Two seniors at the University of Tennessee College of Nursing started nursing school in the Fall of 2020. They say that means they are part of the first nursing class completely educated during the COVID-19 pandemic.
“I think we’ve had to learn about adapting a lot earlier than some of our other earlier students may have,” said nursing student Hallie Henegar.
“I didn’t meet my professors until this semester actually. I saw them in labs sometimes, but you don’t get that one-on-one connection unless you try,” said another nursing student, Jenna Doak.
They’re back in person now, and they’ve seen COVID become part of the curriculum.
“We actually were able to learn how to give IM injections and then we did give COVID clinics and gave COVID vaccines. That was very exciting, and kind of new, because usually we just do flu vaccines, but we did the COVID vaccines this spring,” Doak said.
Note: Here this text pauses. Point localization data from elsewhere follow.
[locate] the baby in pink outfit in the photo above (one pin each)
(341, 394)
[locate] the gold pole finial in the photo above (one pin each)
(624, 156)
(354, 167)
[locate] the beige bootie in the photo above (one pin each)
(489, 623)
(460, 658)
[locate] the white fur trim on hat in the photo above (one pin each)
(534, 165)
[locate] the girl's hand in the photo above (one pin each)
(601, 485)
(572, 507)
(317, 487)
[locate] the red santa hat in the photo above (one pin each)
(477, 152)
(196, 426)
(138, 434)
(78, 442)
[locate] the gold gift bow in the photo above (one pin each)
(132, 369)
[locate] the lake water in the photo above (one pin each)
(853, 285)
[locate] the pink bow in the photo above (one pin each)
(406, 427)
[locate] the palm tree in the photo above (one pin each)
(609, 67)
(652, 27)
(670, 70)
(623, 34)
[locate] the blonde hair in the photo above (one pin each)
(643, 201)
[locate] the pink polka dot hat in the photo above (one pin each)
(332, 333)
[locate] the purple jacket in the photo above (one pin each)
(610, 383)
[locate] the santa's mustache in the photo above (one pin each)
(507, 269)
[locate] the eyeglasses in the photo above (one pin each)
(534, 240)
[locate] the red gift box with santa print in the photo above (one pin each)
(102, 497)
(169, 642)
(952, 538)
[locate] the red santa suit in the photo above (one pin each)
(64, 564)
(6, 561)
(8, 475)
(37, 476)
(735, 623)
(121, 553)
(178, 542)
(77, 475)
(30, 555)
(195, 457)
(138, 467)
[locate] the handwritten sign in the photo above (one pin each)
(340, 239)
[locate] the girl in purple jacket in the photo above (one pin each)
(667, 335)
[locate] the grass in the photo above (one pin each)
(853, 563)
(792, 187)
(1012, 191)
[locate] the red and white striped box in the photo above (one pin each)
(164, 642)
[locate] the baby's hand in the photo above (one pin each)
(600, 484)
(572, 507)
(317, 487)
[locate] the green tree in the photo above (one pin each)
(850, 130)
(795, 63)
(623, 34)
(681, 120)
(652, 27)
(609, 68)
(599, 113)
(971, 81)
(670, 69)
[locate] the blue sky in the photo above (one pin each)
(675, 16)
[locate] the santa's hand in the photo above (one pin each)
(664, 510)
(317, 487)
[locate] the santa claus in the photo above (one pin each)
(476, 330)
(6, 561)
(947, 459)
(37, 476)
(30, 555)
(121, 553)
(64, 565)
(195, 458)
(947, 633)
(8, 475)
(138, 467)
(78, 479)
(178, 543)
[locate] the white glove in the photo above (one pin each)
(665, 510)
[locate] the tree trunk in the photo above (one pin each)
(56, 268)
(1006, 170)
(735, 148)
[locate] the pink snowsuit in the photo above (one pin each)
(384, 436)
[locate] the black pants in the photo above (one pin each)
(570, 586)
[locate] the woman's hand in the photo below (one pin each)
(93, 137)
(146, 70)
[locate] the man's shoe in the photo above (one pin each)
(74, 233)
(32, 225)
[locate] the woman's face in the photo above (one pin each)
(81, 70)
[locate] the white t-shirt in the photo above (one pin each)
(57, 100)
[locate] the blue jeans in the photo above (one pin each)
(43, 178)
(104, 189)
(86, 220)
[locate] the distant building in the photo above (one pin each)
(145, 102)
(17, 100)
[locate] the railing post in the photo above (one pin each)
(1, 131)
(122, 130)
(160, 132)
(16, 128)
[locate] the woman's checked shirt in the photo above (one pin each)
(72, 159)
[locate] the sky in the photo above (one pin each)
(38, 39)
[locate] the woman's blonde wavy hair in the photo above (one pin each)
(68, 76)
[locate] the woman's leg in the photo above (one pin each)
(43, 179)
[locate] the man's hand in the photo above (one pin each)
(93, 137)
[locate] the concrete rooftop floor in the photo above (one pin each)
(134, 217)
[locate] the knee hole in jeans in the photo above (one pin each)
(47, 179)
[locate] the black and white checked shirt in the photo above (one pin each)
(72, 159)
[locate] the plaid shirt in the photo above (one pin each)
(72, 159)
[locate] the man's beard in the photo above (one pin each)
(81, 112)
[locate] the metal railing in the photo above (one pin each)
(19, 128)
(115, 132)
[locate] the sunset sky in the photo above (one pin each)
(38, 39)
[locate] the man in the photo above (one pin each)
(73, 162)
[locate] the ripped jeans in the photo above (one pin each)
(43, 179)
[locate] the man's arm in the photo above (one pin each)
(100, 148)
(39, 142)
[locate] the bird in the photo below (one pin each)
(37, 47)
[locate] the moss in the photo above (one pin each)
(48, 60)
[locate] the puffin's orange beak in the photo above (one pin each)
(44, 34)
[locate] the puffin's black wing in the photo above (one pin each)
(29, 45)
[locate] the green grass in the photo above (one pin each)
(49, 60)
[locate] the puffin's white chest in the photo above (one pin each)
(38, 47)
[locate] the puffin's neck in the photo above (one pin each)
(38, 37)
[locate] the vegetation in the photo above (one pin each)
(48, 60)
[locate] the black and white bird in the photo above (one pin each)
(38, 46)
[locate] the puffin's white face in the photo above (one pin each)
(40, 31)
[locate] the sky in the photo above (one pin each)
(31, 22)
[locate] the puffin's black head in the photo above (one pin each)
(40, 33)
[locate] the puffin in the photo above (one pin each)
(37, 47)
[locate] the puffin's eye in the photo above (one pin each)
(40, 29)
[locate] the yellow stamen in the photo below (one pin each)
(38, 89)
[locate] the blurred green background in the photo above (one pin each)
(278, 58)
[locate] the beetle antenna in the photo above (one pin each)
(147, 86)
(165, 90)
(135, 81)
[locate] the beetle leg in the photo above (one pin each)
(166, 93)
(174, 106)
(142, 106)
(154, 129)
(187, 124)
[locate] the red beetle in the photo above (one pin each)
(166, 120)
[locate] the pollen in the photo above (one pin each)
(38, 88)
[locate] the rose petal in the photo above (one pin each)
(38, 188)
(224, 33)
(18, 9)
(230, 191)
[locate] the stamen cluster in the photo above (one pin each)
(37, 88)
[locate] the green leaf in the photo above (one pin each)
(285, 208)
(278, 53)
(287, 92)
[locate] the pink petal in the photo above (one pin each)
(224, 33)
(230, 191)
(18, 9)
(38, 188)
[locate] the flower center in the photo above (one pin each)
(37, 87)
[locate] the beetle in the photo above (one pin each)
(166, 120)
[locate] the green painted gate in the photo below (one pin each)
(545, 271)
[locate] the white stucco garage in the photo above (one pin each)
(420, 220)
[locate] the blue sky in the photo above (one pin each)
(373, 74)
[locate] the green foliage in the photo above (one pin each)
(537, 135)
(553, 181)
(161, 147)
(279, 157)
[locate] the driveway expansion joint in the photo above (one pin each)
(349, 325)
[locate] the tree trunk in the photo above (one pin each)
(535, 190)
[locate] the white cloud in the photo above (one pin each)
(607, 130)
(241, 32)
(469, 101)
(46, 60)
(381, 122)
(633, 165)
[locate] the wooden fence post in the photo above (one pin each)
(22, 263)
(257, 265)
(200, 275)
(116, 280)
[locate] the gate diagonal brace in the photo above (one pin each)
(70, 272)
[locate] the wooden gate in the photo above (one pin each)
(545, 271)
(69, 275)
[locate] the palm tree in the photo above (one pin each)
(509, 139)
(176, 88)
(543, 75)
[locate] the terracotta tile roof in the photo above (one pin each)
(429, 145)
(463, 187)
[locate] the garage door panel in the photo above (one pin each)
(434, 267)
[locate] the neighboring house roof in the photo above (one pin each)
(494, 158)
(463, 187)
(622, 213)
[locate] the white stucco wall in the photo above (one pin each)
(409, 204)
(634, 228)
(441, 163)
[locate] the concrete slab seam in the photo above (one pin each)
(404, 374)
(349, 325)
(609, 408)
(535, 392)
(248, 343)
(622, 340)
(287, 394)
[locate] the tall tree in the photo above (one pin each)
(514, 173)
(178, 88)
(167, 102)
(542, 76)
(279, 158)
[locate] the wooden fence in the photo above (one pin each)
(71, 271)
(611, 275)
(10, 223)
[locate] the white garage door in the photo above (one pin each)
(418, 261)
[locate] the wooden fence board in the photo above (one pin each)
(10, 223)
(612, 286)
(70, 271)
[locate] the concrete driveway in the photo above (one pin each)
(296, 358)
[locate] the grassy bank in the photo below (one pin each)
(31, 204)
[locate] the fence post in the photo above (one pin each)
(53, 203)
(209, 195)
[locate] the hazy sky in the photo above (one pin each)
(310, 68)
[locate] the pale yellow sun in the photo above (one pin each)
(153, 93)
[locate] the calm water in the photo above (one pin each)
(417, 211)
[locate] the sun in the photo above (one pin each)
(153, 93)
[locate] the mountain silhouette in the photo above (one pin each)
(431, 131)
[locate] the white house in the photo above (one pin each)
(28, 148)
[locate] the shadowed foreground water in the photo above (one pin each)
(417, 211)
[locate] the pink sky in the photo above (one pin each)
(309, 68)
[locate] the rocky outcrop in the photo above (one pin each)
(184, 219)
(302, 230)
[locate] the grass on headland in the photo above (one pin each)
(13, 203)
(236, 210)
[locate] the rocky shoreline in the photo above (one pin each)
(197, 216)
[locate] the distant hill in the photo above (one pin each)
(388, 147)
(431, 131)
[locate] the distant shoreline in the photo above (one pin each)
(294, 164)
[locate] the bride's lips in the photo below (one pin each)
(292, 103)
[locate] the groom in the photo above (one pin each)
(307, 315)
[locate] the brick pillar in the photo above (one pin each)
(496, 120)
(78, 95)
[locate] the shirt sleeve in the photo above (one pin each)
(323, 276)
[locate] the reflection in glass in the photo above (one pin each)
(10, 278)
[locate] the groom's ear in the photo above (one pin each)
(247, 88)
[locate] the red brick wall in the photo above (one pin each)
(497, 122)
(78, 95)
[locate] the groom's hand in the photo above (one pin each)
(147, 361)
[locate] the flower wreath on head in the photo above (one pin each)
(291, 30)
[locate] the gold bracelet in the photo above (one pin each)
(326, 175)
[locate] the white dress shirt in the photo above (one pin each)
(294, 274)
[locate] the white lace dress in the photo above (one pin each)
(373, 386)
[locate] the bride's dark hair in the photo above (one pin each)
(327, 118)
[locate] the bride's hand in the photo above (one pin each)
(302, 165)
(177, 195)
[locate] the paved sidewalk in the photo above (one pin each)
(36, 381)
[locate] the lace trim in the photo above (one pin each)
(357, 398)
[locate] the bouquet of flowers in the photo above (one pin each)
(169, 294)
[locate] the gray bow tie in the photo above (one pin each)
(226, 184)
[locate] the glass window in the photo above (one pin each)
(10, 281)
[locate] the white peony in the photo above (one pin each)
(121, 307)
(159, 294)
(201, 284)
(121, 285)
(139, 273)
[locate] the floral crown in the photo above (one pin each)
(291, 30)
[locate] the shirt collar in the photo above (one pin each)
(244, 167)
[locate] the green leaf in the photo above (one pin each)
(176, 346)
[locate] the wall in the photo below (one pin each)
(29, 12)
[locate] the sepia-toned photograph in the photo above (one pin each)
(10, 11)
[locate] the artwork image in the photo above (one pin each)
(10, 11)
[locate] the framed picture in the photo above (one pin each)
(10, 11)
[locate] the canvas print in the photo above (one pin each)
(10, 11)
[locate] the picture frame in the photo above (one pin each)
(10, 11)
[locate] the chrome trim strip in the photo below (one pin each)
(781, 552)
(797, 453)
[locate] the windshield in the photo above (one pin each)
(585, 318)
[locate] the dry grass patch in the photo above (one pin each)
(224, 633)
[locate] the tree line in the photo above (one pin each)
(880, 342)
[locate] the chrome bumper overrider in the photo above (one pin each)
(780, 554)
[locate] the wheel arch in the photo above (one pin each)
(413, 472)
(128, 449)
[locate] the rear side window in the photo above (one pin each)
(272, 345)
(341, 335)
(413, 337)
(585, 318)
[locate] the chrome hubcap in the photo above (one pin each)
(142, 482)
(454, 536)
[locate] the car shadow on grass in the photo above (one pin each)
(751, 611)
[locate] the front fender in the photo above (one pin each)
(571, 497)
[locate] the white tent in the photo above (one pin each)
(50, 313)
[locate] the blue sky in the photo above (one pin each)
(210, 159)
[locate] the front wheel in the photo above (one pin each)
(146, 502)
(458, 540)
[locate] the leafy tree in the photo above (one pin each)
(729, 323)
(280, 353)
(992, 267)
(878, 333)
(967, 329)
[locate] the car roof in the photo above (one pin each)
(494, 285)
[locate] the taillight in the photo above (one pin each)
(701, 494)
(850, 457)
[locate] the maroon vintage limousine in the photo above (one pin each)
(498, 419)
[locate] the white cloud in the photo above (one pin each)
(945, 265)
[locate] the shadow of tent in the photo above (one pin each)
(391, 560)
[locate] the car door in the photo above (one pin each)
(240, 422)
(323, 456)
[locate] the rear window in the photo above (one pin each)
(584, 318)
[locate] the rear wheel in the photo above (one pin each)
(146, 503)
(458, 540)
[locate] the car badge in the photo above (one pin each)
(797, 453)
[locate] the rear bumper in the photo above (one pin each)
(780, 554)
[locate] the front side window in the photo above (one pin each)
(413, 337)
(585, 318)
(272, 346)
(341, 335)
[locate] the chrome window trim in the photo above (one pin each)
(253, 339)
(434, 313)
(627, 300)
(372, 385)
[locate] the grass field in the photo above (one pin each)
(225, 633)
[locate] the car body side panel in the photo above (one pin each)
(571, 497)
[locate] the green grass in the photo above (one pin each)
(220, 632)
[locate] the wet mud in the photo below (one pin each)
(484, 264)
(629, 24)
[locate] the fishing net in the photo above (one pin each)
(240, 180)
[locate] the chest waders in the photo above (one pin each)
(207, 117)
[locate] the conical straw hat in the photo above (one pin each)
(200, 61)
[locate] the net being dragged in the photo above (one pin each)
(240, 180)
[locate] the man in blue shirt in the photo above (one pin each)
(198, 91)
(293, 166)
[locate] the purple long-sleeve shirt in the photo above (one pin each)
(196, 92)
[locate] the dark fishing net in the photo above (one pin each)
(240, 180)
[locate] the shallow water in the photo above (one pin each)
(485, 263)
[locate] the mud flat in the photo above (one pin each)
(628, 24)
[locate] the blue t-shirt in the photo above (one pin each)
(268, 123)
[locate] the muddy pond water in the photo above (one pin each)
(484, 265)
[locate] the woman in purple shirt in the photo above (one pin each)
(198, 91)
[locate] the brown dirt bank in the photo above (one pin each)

For Doak and Henegar, watching healthcare heroes has only solidified how much they want to do it too.
“Seeing how much everyone is struggling, you want to help so bad. You have more people wanting to go into your critical care settings and your emergency settings because that’s what our heart is. We want to help,” Henegar said.
“When people are just like, ‘you’re just a nurse.’ We’re not just nurses. We’re helping the sickest people, and we’re trying to get them better, and we’re being the family members for them when they don’t have any. And I think that’s way more than just ‘being a nurse,'” Doak said.
Both women graduate this coming May. Doak is hoping to get a job in the ICU and Henegar in critical care or as a traveling nurse. They also say they think the best way to show support to nurses is by getting vaccinated against COVID-19 if you’re able.